Wednesday, March 14, 2012

Morroccan chicken salad

Down here in the southern part of the country, Autumn (Fall) is upon us. So, using this recipe as inspiration, I made this lovely spicy Moroccan Chicken salad. Actually, if you follow the recipe word for word - it is a very nice salad, but I happened to have some chicken that needed to be used up, so effectively I substituted chicken for the chick peas here. I also made mine a bit spicier! Of course, if you would prefer, you can use a "pre-made" Moroccan seasoning. It won't have the same depth of flavour but if you need something quick for a weeknight meal, that is always an option. 

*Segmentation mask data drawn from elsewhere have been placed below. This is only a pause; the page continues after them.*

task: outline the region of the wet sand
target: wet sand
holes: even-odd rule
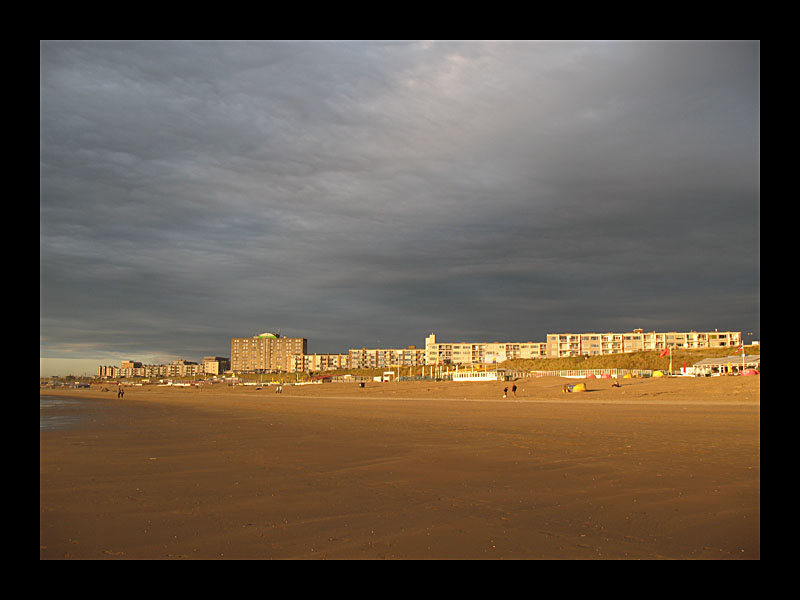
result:
[[[760,376],[41,390],[40,559],[760,559]]]

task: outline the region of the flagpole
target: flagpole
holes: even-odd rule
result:
[[[669,374],[672,375],[672,346],[669,347]]]
[[[742,373],[744,373],[744,340],[739,341],[739,346],[742,348]]]

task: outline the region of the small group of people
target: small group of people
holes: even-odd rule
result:
[[[125,390],[122,389],[122,386],[117,386],[117,398],[123,398],[125,396]]]
[[[282,394],[283,393],[283,386],[280,383],[275,387],[275,393],[276,394]]]
[[[516,383],[511,386],[511,394],[514,396],[514,398],[517,397],[517,384]],[[506,398],[507,396],[508,396],[508,386],[503,388],[503,398]]]

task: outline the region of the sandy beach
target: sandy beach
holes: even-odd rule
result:
[[[760,559],[760,376],[565,383],[41,389],[39,556]]]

Monday was a public holiday here in Victoria so the week is flying by. I can't wait to get stuck into some serious cooking again this weekend! The tomato glut continues, so I will be pickling them this time. Guest reviewer Shirley has kindly provided me with a green pickled tomato recipe that has been passed down the generations so I will be giving that a try to use up some of them. Then it will be time to get the garden ready for winter planting! Can't wait to plant some root vegetables and new lots of greens. 

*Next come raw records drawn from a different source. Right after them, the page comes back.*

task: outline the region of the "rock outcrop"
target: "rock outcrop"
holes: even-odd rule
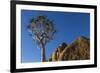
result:
[[[51,57],[49,58],[48,61],[58,61],[59,57],[60,57],[62,51],[65,49],[65,47],[67,47],[66,43],[60,44],[59,47],[53,52],[53,54],[51,55]]]
[[[48,61],[87,60],[90,59],[90,40],[86,37],[77,38],[72,44],[62,43]]]

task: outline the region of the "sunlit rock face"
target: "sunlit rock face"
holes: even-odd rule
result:
[[[53,52],[48,61],[87,60],[90,59],[90,40],[78,37],[70,45],[62,43]]]
[[[56,50],[53,52],[53,54],[51,55],[51,57],[49,58],[48,61],[58,61],[59,57],[60,57],[60,54],[65,49],[65,47],[67,47],[66,43],[60,44],[59,47],[56,48]]]

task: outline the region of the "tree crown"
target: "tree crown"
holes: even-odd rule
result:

Enjoy the recipe folks - this is definitely something I'll be making again!

Moroccan Chicken Salad

1/2 butternut pumpkin, peeled, chopped into 2cm pieces
  • 2 carrots, diced
  • 1 zucchini,diced
  • 2 chicken breasts, diced
  • 2 tsp ground cumin
  • 1 tsp ground nutmeg
  • 2 tsp ground coriander
  • 1 tsp ground allspice
  • 1 tsp ground ginger
  • 1 tsp cayenne pepper
  • 1 tsp ground cinnamon
  • 1 tsp dried chili flakes
  • 1/3 cup (80ml) olive oil
  • 1 1/2 cups (375ml) vegetable stock, heated
  • Grated zest and juice of 1 lemon
  • 250g cherry tomatoes, halved
  • 1 red onion, thinly sliced
  • 1/2 bunch mint, leaves picked
  • 1/2 bunch coriander, leaves picked
  • 2 tbs flaked almonds, toasted
  • 170g tub tzatziki

Preheat the oven to 200°C.
1. Lightly grease an oven roasting tray. 
2. In a large bowl, toss the pumpkin, carrot and zucchini with the chicken, spices and about 2 tablespoons oil, ensuring everything is evenly coated in the oil and spices.
3. Arrange in a single layer on the baking tray and roast for 20-25 minutes until the chicken is cooked evenly and the vegetables are golden and tender
4. Whisk together the lemon juice and zest with the remaining 2 tablespoons oil.
5. Stir the dressing into the salad. Gently toss the roasted vegetables, cherry tomatoes, onion, mint and coriander with the couscous.
6. Spoon the salad onto plates and sprinkle over the toasted almonds. Serve with a dollop of tzatziki.